The Jalan-Kalrock Consortium (JKC), the winning bidder for the bankrupt Jet Airways, has raised serious concerns in the Supreme Court regarding the behavior of lenders, particularly the State Bank of India. JKC’s senior lawyer, Mukul Rohatgi, informed the court that lenders are intentionally steering the airline toward liquidation to maximize profits by selling its assets as scrap.
This alarming claim was presented during a hearing before a three-judge bench led by Chief Justice of India D.Y. Chandrachud, who was addressing the lenders’ appeal against the National Company Law Appellate Tribunal’s March ruling, which upheld the handover of Jet Airways to JKC. Rohatgi argued that the lenders have shown a lack of cooperation in JKC’s efforts to revive the struggling airline, stating, “They haven’t lifted a finger to help. They want to drive this plan into the ground so that it can be sold as scrap. They feel if they sell the planes as scrap, they will get more.”
The Supreme Court had previously directed JKC to deposit ₹150 crore in cash in January as part of the resolution plan.

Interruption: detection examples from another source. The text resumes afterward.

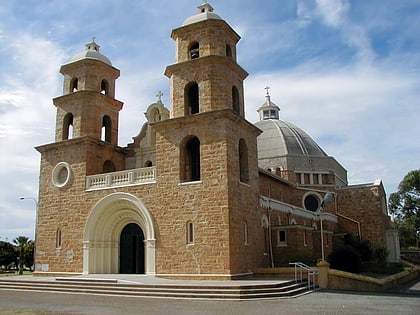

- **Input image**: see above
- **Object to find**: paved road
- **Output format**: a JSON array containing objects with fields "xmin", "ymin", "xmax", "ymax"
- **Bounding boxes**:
[{"xmin": 0, "ymin": 290, "xmax": 420, "ymax": 315}]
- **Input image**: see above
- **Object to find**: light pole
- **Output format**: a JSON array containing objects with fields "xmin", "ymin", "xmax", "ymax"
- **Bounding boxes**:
[
  {"xmin": 319, "ymin": 192, "xmax": 333, "ymax": 261},
  {"xmin": 19, "ymin": 197, "xmax": 38, "ymax": 271}
]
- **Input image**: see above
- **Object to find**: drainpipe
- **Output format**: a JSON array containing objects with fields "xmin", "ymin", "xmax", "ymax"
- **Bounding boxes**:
[{"xmin": 334, "ymin": 192, "xmax": 362, "ymax": 241}]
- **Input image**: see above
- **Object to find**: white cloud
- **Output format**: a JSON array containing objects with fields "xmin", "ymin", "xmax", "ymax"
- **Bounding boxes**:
[
  {"xmin": 316, "ymin": 0, "xmax": 350, "ymax": 27},
  {"xmin": 0, "ymin": 33, "xmax": 63, "ymax": 239},
  {"xmin": 246, "ymin": 60, "xmax": 420, "ymax": 193}
]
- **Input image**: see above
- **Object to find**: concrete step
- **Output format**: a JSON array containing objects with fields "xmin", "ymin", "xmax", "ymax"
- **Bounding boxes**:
[{"xmin": 0, "ymin": 279, "xmax": 309, "ymax": 300}]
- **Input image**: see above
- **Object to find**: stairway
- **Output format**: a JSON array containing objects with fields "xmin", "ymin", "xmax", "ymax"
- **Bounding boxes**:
[{"xmin": 0, "ymin": 278, "xmax": 310, "ymax": 300}]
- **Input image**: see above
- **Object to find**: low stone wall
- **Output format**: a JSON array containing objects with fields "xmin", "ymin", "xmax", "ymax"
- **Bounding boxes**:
[
  {"xmin": 255, "ymin": 267, "xmax": 300, "ymax": 279},
  {"xmin": 327, "ymin": 268, "xmax": 420, "ymax": 291}
]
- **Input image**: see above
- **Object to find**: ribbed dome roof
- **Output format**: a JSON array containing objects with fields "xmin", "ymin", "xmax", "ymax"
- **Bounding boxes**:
[
  {"xmin": 255, "ymin": 119, "xmax": 328, "ymax": 158},
  {"xmin": 255, "ymin": 87, "xmax": 328, "ymax": 159},
  {"xmin": 71, "ymin": 39, "xmax": 112, "ymax": 66}
]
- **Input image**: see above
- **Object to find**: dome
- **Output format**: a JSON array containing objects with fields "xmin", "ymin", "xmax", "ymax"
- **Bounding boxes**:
[
  {"xmin": 71, "ymin": 38, "xmax": 112, "ymax": 66},
  {"xmin": 255, "ymin": 119, "xmax": 328, "ymax": 159},
  {"xmin": 182, "ymin": 1, "xmax": 222, "ymax": 26},
  {"xmin": 255, "ymin": 86, "xmax": 328, "ymax": 159}
]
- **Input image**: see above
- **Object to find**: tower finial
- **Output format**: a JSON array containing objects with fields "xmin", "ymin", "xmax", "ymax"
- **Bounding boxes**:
[{"xmin": 156, "ymin": 91, "xmax": 163, "ymax": 103}]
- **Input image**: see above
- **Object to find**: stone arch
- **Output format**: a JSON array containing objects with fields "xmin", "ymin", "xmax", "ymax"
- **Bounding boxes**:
[{"xmin": 83, "ymin": 193, "xmax": 156, "ymax": 275}]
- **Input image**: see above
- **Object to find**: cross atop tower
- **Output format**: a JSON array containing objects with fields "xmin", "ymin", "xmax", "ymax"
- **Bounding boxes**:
[{"xmin": 156, "ymin": 91, "xmax": 163, "ymax": 103}]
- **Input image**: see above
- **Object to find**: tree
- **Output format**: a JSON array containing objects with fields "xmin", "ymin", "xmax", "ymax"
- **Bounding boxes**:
[
  {"xmin": 388, "ymin": 170, "xmax": 420, "ymax": 247},
  {"xmin": 0, "ymin": 241, "xmax": 17, "ymax": 269},
  {"xmin": 13, "ymin": 236, "xmax": 29, "ymax": 275}
]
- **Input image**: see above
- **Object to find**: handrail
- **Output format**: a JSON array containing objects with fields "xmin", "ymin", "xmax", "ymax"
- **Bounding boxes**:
[{"xmin": 289, "ymin": 262, "xmax": 319, "ymax": 290}]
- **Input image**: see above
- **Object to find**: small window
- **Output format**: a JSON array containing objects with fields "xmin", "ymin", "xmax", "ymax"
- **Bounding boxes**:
[
  {"xmin": 303, "ymin": 194, "xmax": 320, "ymax": 212},
  {"xmin": 63, "ymin": 113, "xmax": 73, "ymax": 140},
  {"xmin": 239, "ymin": 139, "xmax": 249, "ymax": 184},
  {"xmin": 101, "ymin": 115, "xmax": 111, "ymax": 142},
  {"xmin": 277, "ymin": 230, "xmax": 287, "ymax": 246},
  {"xmin": 244, "ymin": 221, "xmax": 248, "ymax": 245},
  {"xmin": 190, "ymin": 42, "xmax": 200, "ymax": 59},
  {"xmin": 232, "ymin": 86, "xmax": 240, "ymax": 114},
  {"xmin": 101, "ymin": 80, "xmax": 109, "ymax": 95},
  {"xmin": 55, "ymin": 229, "xmax": 62, "ymax": 248},
  {"xmin": 70, "ymin": 78, "xmax": 79, "ymax": 93},
  {"xmin": 185, "ymin": 82, "xmax": 200, "ymax": 115},
  {"xmin": 187, "ymin": 221, "xmax": 194, "ymax": 244},
  {"xmin": 226, "ymin": 45, "xmax": 232, "ymax": 58},
  {"xmin": 144, "ymin": 161, "xmax": 153, "ymax": 167}
]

Chief Justice Chandrachud emphasized the importance of this requirement, noting that failing to comply would indicate that JKC is not adhering to the resolution framework established for Jet Airways. “We didn’t give you an option; we direct you to pay ₹150 crore. If you don’t have it, then that means you are not compliant with the resolution,” he stated firmly.
The case highlights the complexities involved in the resolution process of financially troubled companies in India, particularly in the aviation sector, which has faced significant challenges in recent years. The fate of Jet Airways hangs in the balance as JKC seeks to revive the airline and restore its former glory, while lenders appear to have conflicting interests.
As the Supreme Court prepares to continue hearing the case on Thursday, the outcome will have significant implications not only for Jet Airways but also for the broader framework of corporate insolvency resolution in India. The court’s decision will determine whether JKC can proceed with its plans to revive the airline or if it will succumb to the pressures from the lenders seeking liquidation.
The aviation industry and stakeholders are watching closely, as the resolution of Jet Airways could set important precedents for future cases involving distressed airlines and highlight the critical need for collaboration among all parties involved in the resolution process. The developments in this case will undoubtedly have far-reaching consequences for the airline’s employees, customers, and the aviation market in India as a whole.